Angelehnt an einen Teenagerfilm aus den 1980er-Jahren hat die Gruppe ein Theaterstück mit neuen Charakteren kreiert.

Unter der Leitung von Cornelia Rehling, die von ihren Regieassistentinnen Karina Mohammad und Saskia Küpper unterstützt wurde, schafften es die Schüler von Anfang an, die Spannungen und die Aggressivität innerhalb der Gruppe mit ihrem Spiel für das Publikum greifbar zu machen. Da flog auch schon mal ein Stuhl quer über die Bühne und ließ die Zuschauer zusammenzucken.

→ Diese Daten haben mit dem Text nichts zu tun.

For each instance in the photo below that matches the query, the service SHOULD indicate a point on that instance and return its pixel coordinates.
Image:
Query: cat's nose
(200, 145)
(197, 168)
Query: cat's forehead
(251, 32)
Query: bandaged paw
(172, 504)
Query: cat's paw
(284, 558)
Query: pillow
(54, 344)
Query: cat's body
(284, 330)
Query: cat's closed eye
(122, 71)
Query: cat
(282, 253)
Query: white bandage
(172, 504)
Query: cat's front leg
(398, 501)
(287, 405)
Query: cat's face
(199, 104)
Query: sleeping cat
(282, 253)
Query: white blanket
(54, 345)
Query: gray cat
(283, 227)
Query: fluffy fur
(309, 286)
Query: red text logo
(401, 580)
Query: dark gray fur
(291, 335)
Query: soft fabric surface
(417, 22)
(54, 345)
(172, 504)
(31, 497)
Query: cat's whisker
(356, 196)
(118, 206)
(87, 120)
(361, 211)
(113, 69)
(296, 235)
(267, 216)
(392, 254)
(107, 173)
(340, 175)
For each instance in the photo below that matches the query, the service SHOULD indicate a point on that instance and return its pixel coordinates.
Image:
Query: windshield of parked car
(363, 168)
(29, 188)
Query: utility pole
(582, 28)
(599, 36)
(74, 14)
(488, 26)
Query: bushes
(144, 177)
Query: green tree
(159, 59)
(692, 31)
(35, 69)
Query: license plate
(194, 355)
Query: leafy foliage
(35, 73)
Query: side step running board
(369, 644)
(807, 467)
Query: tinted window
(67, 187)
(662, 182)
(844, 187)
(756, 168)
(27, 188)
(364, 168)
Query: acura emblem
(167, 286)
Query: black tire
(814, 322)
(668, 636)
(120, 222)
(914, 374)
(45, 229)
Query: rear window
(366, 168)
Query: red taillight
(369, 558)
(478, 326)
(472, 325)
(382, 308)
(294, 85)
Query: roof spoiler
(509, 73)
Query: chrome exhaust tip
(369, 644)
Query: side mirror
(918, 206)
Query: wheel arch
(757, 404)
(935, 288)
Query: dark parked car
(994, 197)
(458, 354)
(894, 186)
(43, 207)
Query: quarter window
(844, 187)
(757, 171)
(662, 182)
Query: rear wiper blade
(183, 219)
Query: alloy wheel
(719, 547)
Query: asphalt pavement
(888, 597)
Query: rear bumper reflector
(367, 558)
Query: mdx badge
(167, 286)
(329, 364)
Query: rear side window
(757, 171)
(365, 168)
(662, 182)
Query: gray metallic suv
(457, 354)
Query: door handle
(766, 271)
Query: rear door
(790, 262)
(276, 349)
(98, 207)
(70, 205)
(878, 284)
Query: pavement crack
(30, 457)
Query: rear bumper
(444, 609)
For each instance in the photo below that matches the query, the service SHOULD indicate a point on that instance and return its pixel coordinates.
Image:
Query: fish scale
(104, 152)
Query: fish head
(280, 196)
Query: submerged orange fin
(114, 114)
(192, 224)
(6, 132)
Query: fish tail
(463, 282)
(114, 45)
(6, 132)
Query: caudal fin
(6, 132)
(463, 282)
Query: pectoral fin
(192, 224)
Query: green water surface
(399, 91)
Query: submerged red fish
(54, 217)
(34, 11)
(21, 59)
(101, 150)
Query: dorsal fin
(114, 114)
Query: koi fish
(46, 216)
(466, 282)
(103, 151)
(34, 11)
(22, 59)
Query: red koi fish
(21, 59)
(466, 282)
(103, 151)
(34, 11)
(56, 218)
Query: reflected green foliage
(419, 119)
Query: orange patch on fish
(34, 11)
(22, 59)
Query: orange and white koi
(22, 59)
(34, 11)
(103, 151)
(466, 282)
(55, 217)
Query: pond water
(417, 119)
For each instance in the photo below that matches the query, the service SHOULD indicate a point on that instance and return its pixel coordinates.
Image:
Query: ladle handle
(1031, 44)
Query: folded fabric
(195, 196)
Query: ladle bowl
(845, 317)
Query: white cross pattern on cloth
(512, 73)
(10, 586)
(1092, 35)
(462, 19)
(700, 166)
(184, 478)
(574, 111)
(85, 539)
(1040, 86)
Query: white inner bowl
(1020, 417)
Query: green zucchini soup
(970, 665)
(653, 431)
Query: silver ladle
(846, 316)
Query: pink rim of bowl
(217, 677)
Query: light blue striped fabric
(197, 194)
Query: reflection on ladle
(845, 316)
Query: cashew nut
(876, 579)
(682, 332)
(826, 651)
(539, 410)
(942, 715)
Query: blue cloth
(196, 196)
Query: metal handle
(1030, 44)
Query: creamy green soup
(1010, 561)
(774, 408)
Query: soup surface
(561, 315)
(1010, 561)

Überaus interessant war es mit anzusehen, wie die Teenager sich in den folgenden Szenen durch Provokation, Streit und Streiche immer mehr einander annäherten. Schließlich beginnen sie, von ihren Ängsten und Sehnsüchten zu erzählen und öffnen sich den anderen. Sogar der rebellische und besonders aggressive John Bender erzählt emotional von seinem gewalttätigen und primitiven Elternhaus, das ihn geprägt hat. Am Ende wird allen klar, dass sie sehr vielgemeinsam haben. Ob diese Erkenntnis zu einem dauerhaften Zusammenhalt führt, bleibt aber offen.

Die beeindruckende schauspielerische Leistung der angehenden Abiturienten hat mit Sicherheit auch ihren Ursprung in den zahlreichen Proben, die auch mal in den Ferien oder am Wochenende stattfanden. Besondere Akzente setzten die von Saskia Küpper gestalteten Filmsequenzen sowie die Ton- und -Lichtgestaltung von Sultan Alkan, Khalida Chaabou, Cilem Sungur und Laura Wolff.

Die schauspielerische Leistung beeindruckte das Publikum, das die Akteure mit einem besonders langen Applaus belohnte.